Chris Anderson, Climate Science Program, Iowa State University
Ray Arritt, Climate Science Program, Iowa State University
Bill Gutowski, Climate Science Program, Iowa State University
Gene Takle, Climate Science Program, Iowa State University
Mark Aronson, Department of Biology, Scott Community College
Neil Bernstein, Chair, Department of Natural and Applied Sciences, Mount Mercy University
Aaron Bunker, Department of Biology, Morningside College
David Campbell, Henry R. Luce Professor in Nations & the Global Environment and Professor of Biology, Grinnell College
David Courard-Hauri, Environmental Science and Policy Program, Drake University
Richard Cruse, Director, Iowa Water Center, Department of Agronomy, Iowa State University
Gary Donnermeyer, Math/Science Department, Kirkwood Community College
Robert de Haan, Environmental Studies Department, Dordt College
Rhawn Denniston, Chair, Department of Geology, Cornell College
Jack Gittinger, Science Education, Simpson College
Brian Hazlett, Director, Environmental Science Program, Briar Cliff University
Laura Jackson, Professor of Biology, University of Northern Iowa
M. Patrick McAdams, Division of Health and Life Science, William Penn University
David McCullough, Professor of Biology, Coordinator, Environmental Studies, Wartburg College
Gilbert Nebgen, Associate Professor of Science and Math, Indian Hills Community College
Laura Peterson, Department of Chemistry, Environmental Studies Program, Luther College
Gary Phillips, Environmental Studies Department, Iowa Lakes Community College
Thomas Rosburg, Professor of Biology, Drake University
Melanie Hansen Sadeghpour, Chair, Environmental Science Program, Des Moines Area Community College
Paula Sanchini, Professor of Biology, Coe College
Jerald Schnoor, Department of Civil and Environmental Engineering, Co-Director, Center for Global and Regional Environmental Research, University of Iowa
Keith Summerville, Environmental Science and Policy, Drake University
Kathryn Szramek, Environmental Science and Policy, Drake University
Martin St.
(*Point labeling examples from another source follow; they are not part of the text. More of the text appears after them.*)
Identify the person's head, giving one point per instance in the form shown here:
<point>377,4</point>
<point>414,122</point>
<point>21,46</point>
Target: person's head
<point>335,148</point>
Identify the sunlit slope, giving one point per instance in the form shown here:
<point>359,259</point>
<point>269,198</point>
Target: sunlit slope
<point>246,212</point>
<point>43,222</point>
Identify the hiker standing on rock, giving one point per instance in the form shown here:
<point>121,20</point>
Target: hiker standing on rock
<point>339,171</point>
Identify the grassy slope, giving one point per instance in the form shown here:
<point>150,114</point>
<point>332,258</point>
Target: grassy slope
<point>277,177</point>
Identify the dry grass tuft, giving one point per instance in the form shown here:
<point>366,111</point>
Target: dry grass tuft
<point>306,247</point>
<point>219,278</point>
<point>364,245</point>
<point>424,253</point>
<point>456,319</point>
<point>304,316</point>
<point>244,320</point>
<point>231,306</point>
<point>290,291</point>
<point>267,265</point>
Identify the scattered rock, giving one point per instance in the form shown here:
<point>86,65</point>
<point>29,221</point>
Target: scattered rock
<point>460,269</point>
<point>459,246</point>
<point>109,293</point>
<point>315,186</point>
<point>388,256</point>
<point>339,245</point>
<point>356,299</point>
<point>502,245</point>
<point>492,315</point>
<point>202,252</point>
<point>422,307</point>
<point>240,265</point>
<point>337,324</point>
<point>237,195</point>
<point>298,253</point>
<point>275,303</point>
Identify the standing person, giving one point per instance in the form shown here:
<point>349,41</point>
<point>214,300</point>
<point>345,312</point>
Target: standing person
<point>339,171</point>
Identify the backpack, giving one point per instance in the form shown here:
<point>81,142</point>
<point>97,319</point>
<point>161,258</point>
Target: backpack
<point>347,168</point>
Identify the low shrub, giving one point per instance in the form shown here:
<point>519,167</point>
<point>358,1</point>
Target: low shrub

Clair, Professor of Chemistry, Coe College
Tracy Todd, Associate Professor of Biology, Northwestern College
Paul Weihe, Biology & Environmental Science, Central College
Danielle Wirth, Environmental Science Department, Des Moines Area Community College
*The views expressed herein are those of the individual signatories, and do not necessarily represent the views of the institutions with which they are affiliated.